The concept of connecting programs with pipes, became to be know as Unix philosophy, originated from the plumbing analogy and became popular among Unix developers and users. The philosophy consists of principles for designing and building software, including the idea that each program should do one thing well and that the output of one program should be the input to another. It also emphasizes the importance of building and testing software quickly, using tools to assist with programming tasks, and being willing to discard and rebuild parts of a program as needed. These principles were intended to encourage simplicity and modularity in software design.

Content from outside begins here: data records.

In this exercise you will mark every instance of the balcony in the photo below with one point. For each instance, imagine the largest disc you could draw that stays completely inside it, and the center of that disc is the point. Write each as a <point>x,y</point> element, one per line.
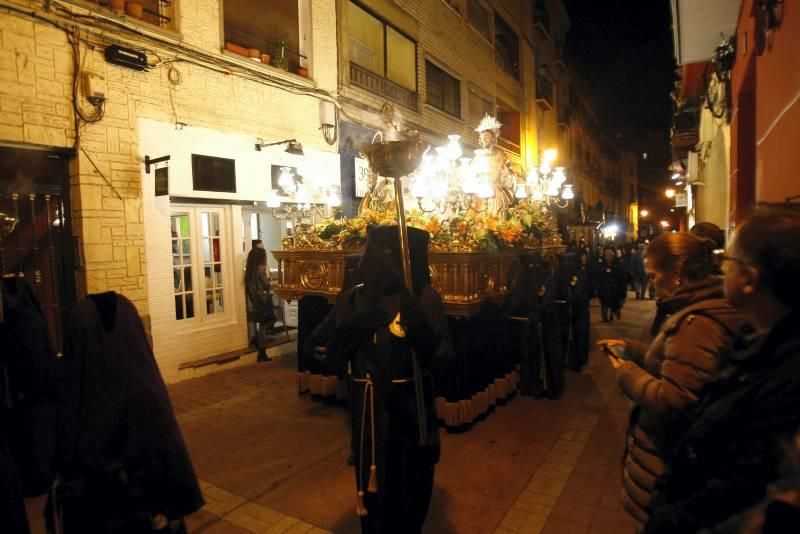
<point>685,129</point>
<point>544,92</point>
<point>366,79</point>
<point>563,116</point>
<point>541,20</point>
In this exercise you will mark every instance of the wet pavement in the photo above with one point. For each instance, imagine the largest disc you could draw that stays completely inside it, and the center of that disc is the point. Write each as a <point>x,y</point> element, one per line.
<point>270,460</point>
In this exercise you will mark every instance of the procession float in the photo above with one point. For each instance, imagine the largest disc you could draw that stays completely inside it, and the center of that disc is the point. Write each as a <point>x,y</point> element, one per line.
<point>481,215</point>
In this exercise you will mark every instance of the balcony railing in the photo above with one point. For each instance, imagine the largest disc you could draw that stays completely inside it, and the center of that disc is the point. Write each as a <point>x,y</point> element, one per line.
<point>563,115</point>
<point>365,79</point>
<point>544,92</point>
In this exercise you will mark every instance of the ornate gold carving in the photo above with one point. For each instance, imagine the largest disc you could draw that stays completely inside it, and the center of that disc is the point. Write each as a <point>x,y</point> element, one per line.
<point>313,275</point>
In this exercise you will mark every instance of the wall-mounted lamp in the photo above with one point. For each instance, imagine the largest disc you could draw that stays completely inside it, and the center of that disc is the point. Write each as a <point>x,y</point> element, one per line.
<point>292,146</point>
<point>152,162</point>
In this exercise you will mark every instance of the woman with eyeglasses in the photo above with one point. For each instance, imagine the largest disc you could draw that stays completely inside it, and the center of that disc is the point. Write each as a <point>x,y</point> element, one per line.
<point>735,444</point>
<point>665,379</point>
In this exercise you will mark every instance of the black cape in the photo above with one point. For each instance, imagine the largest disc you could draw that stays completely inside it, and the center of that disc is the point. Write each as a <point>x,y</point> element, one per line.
<point>121,452</point>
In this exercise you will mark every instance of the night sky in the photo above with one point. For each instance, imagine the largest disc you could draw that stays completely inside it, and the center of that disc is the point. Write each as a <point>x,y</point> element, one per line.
<point>623,49</point>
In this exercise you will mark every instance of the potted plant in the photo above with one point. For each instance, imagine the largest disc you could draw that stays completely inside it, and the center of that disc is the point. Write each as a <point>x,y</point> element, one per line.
<point>134,9</point>
<point>279,58</point>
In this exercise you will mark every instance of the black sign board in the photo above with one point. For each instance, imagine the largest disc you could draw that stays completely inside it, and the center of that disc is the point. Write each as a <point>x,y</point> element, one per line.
<point>162,181</point>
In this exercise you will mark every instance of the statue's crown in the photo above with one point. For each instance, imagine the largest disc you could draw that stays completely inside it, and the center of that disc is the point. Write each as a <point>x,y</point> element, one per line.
<point>489,123</point>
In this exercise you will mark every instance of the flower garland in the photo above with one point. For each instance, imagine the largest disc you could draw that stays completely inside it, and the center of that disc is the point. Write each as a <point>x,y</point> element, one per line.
<point>526,225</point>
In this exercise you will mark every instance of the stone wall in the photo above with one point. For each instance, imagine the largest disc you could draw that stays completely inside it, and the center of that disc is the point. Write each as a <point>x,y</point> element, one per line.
<point>230,95</point>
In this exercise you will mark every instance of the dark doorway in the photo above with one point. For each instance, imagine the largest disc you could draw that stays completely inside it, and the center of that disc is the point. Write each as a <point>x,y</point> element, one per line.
<point>34,191</point>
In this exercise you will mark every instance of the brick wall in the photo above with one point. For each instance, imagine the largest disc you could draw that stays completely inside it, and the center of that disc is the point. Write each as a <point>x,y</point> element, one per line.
<point>444,35</point>
<point>106,176</point>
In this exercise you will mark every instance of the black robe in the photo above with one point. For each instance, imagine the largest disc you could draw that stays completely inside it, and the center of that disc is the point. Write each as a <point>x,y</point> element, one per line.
<point>27,403</point>
<point>539,336</point>
<point>609,278</point>
<point>575,288</point>
<point>384,409</point>
<point>121,455</point>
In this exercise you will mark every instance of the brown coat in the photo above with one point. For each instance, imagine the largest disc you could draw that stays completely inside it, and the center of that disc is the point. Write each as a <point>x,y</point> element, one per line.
<point>667,378</point>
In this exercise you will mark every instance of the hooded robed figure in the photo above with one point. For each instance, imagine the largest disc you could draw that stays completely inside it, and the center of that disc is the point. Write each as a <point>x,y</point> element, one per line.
<point>541,352</point>
<point>574,287</point>
<point>123,465</point>
<point>380,325</point>
<point>27,403</point>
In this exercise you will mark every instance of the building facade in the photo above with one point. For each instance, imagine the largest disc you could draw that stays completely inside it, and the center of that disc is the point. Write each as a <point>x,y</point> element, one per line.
<point>170,236</point>
<point>444,64</point>
<point>736,148</point>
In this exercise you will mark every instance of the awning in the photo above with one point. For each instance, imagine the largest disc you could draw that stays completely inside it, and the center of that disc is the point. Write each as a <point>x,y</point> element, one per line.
<point>697,25</point>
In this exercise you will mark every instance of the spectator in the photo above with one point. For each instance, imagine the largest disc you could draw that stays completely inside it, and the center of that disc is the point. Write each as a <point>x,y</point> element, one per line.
<point>259,299</point>
<point>733,448</point>
<point>638,272</point>
<point>667,378</point>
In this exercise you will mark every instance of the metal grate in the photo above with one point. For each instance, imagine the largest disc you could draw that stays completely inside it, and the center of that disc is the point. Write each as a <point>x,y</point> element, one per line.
<point>361,77</point>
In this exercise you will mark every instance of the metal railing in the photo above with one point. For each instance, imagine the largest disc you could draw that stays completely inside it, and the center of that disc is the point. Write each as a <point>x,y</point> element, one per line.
<point>365,79</point>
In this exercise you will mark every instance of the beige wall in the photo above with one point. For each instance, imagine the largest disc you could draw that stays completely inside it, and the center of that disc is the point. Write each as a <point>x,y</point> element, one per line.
<point>107,201</point>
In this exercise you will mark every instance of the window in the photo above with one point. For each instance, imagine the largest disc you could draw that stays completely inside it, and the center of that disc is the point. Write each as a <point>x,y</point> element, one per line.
<point>541,18</point>
<point>478,108</point>
<point>254,29</point>
<point>478,17</point>
<point>213,174</point>
<point>381,49</point>
<point>444,91</point>
<point>506,47</point>
<point>455,4</point>
<point>160,13</point>
<point>197,263</point>
<point>510,132</point>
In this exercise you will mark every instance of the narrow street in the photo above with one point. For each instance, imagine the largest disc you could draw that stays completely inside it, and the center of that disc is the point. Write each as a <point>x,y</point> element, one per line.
<point>272,461</point>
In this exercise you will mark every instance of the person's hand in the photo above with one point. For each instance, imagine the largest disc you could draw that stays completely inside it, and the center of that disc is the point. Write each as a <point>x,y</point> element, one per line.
<point>615,346</point>
<point>412,316</point>
<point>616,363</point>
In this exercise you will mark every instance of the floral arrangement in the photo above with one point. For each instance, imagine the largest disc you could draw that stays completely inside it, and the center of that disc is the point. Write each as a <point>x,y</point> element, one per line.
<point>526,225</point>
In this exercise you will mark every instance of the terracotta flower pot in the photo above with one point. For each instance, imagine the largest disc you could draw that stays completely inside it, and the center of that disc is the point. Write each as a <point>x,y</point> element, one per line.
<point>236,49</point>
<point>134,9</point>
<point>117,6</point>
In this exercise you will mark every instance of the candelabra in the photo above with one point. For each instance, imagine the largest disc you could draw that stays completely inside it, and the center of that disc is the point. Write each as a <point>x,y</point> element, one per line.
<point>304,201</point>
<point>449,183</point>
<point>546,183</point>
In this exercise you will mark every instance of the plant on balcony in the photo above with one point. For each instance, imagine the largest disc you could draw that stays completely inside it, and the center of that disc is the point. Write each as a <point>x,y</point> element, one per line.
<point>279,53</point>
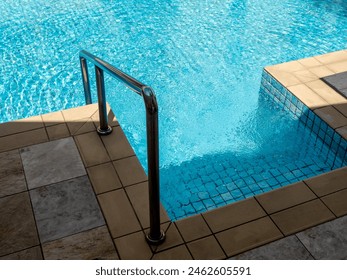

MapReduce and Distributed Filesystems

MapReduce is a programming framework that allows large datasets to be processed in a distributed filesystem like HDFS (Hadoop Distributed File System). HDFS is based on the shared-nothing principle and consists of a central server called the NameNode and daemon processes running on each machine, which store and expose the file blocks stored on that machine. The NameNode keeps track of the locations of the file blocks and the file blocks are replicated across multiple machines for reliability. MapReduce works by reading a set of input files, breaking them into records, and calling a mapper function to extract a key and value from each input record. The resulting key-value pairs are sorted by key and passed to a reducer function, which collects all the values belonging to the same key and processes them. A single MapReduce job is similar to a single Unix process, as it does not modify the input and has no side effects aside from producing output.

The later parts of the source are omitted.